Last night, the Anchoress posted a quote about socialism from Pope John Paul II that stunned me in a good way:
“The fundamental error of socialism is anthropological in nature. Socialism considers the individual person simply as an element, a molecule within the social organism, so that the good of the individual is completely subordinated to the functioning of the socio-economic mechanism. Socialism likewise maintains that the good of the individual can be realized without reference to his free choice, to the unique and exclusive responsibility which he exercises in the face of good or evil. Man is reduced to a series of social relationships, and the concept of the person as the autonomous subject of moral decisions disappears.”
I think this ties closely to why I do what I do. Recently, I talked about Newman’s Idea of A University and the idea that my students need to see themselves as someone deserving better than to be a cog in a machine. That temptation may be more multifarious and stronger today than it was in Newman’s time, but it’s nothing new, nor was it 150 years ago.

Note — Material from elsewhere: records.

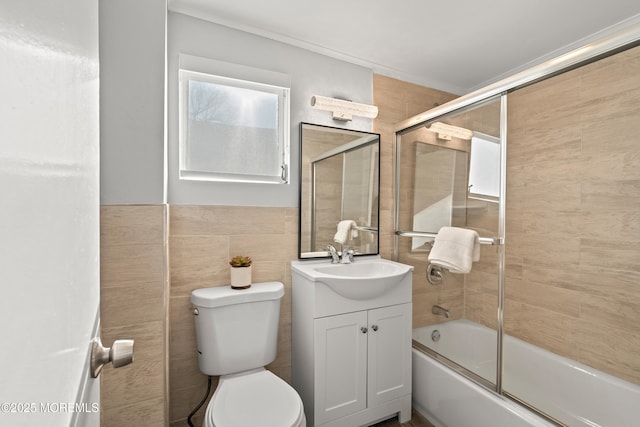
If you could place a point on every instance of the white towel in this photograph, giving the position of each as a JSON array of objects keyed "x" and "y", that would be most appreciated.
[
  {"x": 455, "y": 249},
  {"x": 344, "y": 227}
]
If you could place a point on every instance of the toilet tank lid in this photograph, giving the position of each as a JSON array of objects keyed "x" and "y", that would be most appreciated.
[{"x": 225, "y": 295}]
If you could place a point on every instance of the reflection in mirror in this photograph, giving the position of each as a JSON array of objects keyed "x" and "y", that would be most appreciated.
[
  {"x": 449, "y": 172},
  {"x": 339, "y": 190}
]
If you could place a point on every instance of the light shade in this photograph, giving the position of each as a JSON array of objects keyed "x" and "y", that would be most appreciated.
[
  {"x": 447, "y": 132},
  {"x": 343, "y": 110}
]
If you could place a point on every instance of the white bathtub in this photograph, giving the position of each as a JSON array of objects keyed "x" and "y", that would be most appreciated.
[{"x": 571, "y": 392}]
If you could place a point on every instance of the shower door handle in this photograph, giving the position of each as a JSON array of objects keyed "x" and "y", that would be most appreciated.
[{"x": 119, "y": 354}]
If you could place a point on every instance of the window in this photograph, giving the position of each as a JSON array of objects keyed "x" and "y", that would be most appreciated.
[
  {"x": 484, "y": 169},
  {"x": 232, "y": 129}
]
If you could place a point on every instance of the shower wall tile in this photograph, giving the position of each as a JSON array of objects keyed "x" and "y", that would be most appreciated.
[
  {"x": 396, "y": 100},
  {"x": 573, "y": 227},
  {"x": 132, "y": 293},
  {"x": 202, "y": 239}
]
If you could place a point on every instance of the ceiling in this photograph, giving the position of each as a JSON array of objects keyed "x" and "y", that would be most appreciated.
[{"x": 455, "y": 45}]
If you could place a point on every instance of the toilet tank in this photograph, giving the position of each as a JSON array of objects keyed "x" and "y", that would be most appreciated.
[{"x": 236, "y": 330}]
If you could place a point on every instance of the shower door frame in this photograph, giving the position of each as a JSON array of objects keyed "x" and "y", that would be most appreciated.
[{"x": 616, "y": 42}]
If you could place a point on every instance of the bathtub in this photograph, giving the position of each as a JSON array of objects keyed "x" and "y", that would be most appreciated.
[{"x": 570, "y": 392}]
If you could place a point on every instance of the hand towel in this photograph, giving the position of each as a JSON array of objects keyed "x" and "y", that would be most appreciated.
[
  {"x": 344, "y": 227},
  {"x": 455, "y": 249}
]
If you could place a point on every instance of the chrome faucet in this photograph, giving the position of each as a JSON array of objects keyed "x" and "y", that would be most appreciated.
[
  {"x": 335, "y": 258},
  {"x": 347, "y": 256},
  {"x": 440, "y": 311}
]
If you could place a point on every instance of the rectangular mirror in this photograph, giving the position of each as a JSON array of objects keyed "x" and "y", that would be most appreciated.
[{"x": 339, "y": 185}]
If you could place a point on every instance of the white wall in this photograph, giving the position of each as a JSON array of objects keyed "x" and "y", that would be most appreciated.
[
  {"x": 311, "y": 74},
  {"x": 132, "y": 70}
]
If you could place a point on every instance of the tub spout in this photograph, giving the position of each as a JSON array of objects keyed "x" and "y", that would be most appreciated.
[{"x": 440, "y": 311}]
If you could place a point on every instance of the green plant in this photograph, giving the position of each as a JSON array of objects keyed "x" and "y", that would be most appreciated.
[{"x": 240, "y": 261}]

In the medieval moralities I study, the Seven Deadly Sins are agents — evangelists, even — of the Three Enemies of Man: the World, the Flesh, and the Devil. Now, in the plays, the Enemies were principally concerned with capturing the souls of the Everymen who were the subjects of these psychomachia. Thus, they would tempt the human figure (with varying degrees of success) until the scene of redemption that would provide the plays’ climactic moments.

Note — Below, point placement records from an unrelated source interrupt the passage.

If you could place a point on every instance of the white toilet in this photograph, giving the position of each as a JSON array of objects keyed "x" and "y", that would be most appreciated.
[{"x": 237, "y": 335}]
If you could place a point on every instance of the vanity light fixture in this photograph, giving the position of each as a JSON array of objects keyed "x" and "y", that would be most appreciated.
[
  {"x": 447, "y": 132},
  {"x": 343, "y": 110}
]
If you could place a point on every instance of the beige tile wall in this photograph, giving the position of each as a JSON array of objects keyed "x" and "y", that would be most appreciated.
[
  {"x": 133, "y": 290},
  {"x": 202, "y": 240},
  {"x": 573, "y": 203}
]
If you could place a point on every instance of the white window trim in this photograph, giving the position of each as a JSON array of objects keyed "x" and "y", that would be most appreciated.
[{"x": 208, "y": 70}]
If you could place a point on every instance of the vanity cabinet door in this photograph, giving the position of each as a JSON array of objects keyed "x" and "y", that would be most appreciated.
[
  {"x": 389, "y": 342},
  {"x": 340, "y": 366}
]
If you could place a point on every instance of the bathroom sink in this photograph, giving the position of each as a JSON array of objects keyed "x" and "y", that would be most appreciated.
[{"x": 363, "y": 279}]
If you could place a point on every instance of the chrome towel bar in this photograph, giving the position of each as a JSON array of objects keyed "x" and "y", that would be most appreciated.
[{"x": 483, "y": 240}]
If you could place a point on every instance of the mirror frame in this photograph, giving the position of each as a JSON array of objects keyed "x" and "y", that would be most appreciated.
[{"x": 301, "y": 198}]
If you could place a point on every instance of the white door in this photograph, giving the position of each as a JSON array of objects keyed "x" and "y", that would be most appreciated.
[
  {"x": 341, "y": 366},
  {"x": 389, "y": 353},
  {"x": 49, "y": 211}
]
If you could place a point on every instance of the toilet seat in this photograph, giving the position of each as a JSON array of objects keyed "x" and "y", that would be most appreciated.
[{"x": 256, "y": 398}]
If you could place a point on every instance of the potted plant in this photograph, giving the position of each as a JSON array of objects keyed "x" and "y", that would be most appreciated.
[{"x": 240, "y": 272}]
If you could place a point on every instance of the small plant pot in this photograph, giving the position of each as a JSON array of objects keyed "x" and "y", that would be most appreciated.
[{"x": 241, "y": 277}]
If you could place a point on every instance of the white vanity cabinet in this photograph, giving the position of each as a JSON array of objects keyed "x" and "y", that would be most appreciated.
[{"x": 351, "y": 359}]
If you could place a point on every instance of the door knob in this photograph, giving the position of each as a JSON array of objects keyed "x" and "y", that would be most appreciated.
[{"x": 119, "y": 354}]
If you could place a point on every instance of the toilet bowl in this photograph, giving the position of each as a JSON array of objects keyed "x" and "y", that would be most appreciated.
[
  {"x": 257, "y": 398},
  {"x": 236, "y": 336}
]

While the World offers similar blandishments today, I think it takes another line of attack as well. So much of life today seems designed to deny the existence of the individual, and in particular, of the soul. We are courted by politicians and media as NASCAR dads and soccer moms, as urban youth and senior citizens, as sources of income and votes, but always as parts of groups, with interests defined as the interest of our group, our tribe, our generation, our nation. And we are parts of all those things, but we are something more than that, too.

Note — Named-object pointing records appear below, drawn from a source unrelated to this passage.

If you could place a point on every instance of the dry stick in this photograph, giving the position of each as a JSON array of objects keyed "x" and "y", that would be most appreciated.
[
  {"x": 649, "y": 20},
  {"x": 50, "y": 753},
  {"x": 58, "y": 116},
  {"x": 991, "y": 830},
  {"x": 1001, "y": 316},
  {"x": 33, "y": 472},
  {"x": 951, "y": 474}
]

But that is what the World, and the princes of this world, would have us forget, or at least would distract us from noticing. Better for them that we should think of their glorious machines and our chances to be part of those machines, and strive to make the machines run smoothly.
But ultimately, machines are inadequate, as the greatest tools are the imagination and the soul. Part of my job is to remind my kids that they have those tools, and to guard them well against the World that would filch them in moments of distraction and human weakness. The world will distract them with shiny objects, both material and spiritual (“the social good.”) I have to turn to my plays, and to the other writers I read and discuss, to remind them that what they have is far more gleaming — the image of God. That’s a good day’s work.